Resizing: Resizes the images while preserving the aspect ratio (first resizes to the maximum possible size, then adds padding for the missing pixels).

resize:
  height: 640 # int: the height to which all images will be resized
  width: 480 # int: the width to which all images will be resized
  keep_ratio: true  # bool: the 

Resizing - Crop Sampling: An alternative way to ensure all images have the same size is through cropping. The crop_sampling crops images down to a maximum width and height, with options to sample the center of the crop according to the positions of the keypoints.

crop_sampling:
  height: 400  # int: the height of the crop 
  width: 400  # int: the height of the crop 
  max_shift: 0.4  # float: maximum allowed shift of the cropping center position as a fraction of the crop size.
  method: hybrid # str: how to sample the center of crops (one of 'uniform', 'keypoints', 'density', 'hybrid') 

Model#

The model configuration is further split into a backbone, optionally a neck and a number of heads.

Changing the model configuration should only be done by expert users, and in rare occasions. When updating a model configuration (e.g. adding more deconvolution layers to a HeatmapHead) must be done in a way where the model configuration still makes sense for the project (e.g. the number of heatmaps output needs to match the number of bodyparts in the project).

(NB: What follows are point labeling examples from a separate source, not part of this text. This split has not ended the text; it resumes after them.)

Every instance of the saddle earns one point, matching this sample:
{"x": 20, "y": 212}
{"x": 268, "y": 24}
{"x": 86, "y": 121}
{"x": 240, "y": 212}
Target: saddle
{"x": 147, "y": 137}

An example model configuration for a single-animal HRNet would look something like:

model:
  backbone:  # the BaseBackbone used by the pose model
    type: HRNet
    model_name: hrnet_w18  # creates an HRNet W18 backbone
  backbone_output_channels: 18
  heads:  # configures how the different heads will make predictions
    bodypart:  # configures how pose will be predicted for bodyparts
      type: HeatmapHead
      predictor:  # the BasePredictor used to make predictions from the head's outputs
        type: HeatmapPredictor
          ...
      target_generator:  # the BaseTargetGenerator used to create targets for the head
        type: HeatmapPlateauGenerator
          ...
      criterion:  # the loss criterion used for the head
        ...
      ...  # head-specific options, such as `heatmap_config` or `locref_config` for a "HeatmapHead"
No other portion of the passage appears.